REGION — A half-cent sales tax initiative floated by a coalition of special interests to help fund the San Diego Association of Governments’ “5 Big Moves” failed to gather enough signatures for the November ballot.

According to the San Diego County Registrar of Voters, the measure fell short by more than 15,000 signatures. The group Let’s Go! San Diego, consisting of labor unions, environmental groups and construction firms, submitted 141,326 signatures and needed 109,999 valid signatures to get on the ballot. The Registrar of Voters projected just 94,787 based on its random 3% sample.

However, union officials are questioning the Registrar of Voters’ projected count, claiming the county department had missed 22,990 signatures, according to the San Diego Union-Tribune. The Registrar of Voters said it “carefully conducted the count according to appropriate procedures” and is committed to a fair and secure election process.

“There’s a big discrepancy between what we turned in and what they counted,” Dan Rottenstreich, spokesman for the campaign, told the UT. “The question is, ‘What’s going on here?’ Is there a clerical issue with the registrar, or did our petition gathering firm have some issue on their end?”

Carlsbad Mayor Matt Hall, who has been against the plan for myriad reasons, said he was still processing the news but believes the matter is likely not finished as the unions may officially challenge the Registrar’s count.

According to Hall, if the measure fails, it puts SANDAG in a challenging position since the tax appears to be a significant starting point for funding the controversial 5 Big Moves plan.

According to SANDAG’s financing projections, the regional planning agency would collect $21.6 billion from three tax proposals, including $3.4 billion from the half-cent sales tax through 2025.

“They didn’t choose to have their own ballot measure,” Hall said of the SANDAG board. “With an agency that’s supposed to have so much credibility, why weren’t we doing this ourselves? They relied on a third party if you will, and apparently, they didn’t get it across the finish line. I’m not sure where we go from here.”

SANDAG Chairwoman Catherine Blakespear has refused to put the agency’s tax proposal up for a vote after several requests from other board members over the past seven months.
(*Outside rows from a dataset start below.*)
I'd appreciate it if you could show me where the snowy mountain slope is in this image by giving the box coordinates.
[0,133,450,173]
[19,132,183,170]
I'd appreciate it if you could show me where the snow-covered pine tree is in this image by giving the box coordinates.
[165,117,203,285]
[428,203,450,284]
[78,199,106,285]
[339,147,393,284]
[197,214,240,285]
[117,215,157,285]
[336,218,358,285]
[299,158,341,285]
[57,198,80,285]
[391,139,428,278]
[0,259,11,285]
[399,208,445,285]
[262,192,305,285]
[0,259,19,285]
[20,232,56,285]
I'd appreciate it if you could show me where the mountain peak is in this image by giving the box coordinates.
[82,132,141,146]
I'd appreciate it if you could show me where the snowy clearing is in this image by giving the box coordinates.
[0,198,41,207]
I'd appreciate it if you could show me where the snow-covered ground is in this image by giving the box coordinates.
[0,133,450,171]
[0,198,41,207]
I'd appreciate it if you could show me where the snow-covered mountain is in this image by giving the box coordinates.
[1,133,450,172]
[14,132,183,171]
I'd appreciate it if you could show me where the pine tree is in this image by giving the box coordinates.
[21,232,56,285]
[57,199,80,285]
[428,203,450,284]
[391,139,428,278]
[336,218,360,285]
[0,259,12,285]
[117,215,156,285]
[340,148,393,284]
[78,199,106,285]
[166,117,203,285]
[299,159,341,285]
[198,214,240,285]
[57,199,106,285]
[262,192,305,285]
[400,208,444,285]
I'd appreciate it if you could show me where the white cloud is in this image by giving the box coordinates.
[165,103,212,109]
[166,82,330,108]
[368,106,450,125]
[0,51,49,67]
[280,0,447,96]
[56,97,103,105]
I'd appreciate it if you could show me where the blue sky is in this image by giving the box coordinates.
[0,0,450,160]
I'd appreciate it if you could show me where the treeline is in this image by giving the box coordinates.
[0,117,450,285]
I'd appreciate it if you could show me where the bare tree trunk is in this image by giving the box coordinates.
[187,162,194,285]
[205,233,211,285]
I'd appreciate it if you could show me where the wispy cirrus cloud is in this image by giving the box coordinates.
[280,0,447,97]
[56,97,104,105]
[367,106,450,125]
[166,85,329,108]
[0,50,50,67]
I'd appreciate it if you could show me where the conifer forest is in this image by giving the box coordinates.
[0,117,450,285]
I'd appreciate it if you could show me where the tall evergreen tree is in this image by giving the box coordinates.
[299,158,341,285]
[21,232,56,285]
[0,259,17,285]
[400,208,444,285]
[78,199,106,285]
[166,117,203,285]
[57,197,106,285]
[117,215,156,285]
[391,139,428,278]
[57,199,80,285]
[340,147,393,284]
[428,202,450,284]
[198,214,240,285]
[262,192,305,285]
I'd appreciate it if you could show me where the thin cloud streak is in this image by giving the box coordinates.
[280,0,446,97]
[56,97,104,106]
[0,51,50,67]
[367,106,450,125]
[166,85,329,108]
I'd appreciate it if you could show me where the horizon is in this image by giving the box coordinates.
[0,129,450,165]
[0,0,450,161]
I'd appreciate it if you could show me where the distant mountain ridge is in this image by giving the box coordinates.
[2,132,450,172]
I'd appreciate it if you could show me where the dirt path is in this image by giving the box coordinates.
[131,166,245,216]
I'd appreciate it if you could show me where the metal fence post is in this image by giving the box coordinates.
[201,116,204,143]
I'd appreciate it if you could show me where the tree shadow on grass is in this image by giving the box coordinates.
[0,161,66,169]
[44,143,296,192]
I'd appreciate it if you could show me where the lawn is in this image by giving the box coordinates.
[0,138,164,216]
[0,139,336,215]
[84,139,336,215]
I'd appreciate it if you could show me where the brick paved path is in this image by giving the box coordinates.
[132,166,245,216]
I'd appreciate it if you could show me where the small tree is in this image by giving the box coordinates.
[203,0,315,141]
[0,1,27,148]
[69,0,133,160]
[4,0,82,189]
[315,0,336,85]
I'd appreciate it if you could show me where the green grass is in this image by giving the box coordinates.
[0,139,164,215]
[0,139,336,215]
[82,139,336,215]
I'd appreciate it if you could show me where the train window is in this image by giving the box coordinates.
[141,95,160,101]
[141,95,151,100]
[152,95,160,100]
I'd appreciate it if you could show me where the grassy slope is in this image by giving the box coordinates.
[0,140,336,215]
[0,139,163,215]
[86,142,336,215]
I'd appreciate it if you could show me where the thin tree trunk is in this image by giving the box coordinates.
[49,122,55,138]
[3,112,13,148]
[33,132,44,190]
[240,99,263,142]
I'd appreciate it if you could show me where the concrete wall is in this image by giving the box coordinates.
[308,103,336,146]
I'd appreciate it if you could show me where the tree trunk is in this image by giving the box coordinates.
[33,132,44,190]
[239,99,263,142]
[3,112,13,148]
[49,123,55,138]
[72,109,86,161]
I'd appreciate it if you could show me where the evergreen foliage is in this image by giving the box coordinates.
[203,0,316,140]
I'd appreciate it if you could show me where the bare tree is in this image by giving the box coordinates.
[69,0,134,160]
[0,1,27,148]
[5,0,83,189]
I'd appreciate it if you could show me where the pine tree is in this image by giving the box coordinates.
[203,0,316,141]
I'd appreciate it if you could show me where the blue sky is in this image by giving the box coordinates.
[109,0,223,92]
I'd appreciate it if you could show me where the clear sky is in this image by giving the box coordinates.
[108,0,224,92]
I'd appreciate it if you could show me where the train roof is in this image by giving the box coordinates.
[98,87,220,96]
SANDAG’s plan calls for at least $172 billion (using 2020 dollar estimates) to be spent on transit projects to reduce greenhouse gas emissions and build up the region’s transit network. However, with the apparent failure of the special interest measure, the SANDAG board has until mid-August to approve its own tax proposal for voters.

Many of the board’s Democrats refused to discuss or take a vote to put the measure on the November ballot. Any tax proposal from the agency would require two-thirds approval from voters, while the special interest measure only needed a simple majority vote since it was a citizen’s initiative.

Earlier this year, Terry Gaasterland, of Del Mar, urged the board to put its own measure on the ballot to show voters a sign of partisan unity for the massive regional transportation plan. Gaasterland said Let’s Go! San Diego’s ballot proposal was poorly written and hard to understand, raising questions on how exactly the group’s proposal would be executed if enacted.

Despite pleas from Gaasterland and others on the board, Blakespear did not call for a vote, nor has she placed the item on the agenda for discussion.

The citizen’s tax initiative called for the money to be spent on some road repairs but primarily for transit improvements and upgrades. However, the measure did not have a sunset clause, which gave opponents on the SANDAG board concern as it would take a future vote of the people to quash the tax, Gaasterland noted earlier this year.

SANDAG’s plan, independent of the special interest coalition, called for two tax proposals — one this year and another in 2028. Additionally, the plan outlines a third tax measure in 2026 for residents in the city of San Diego.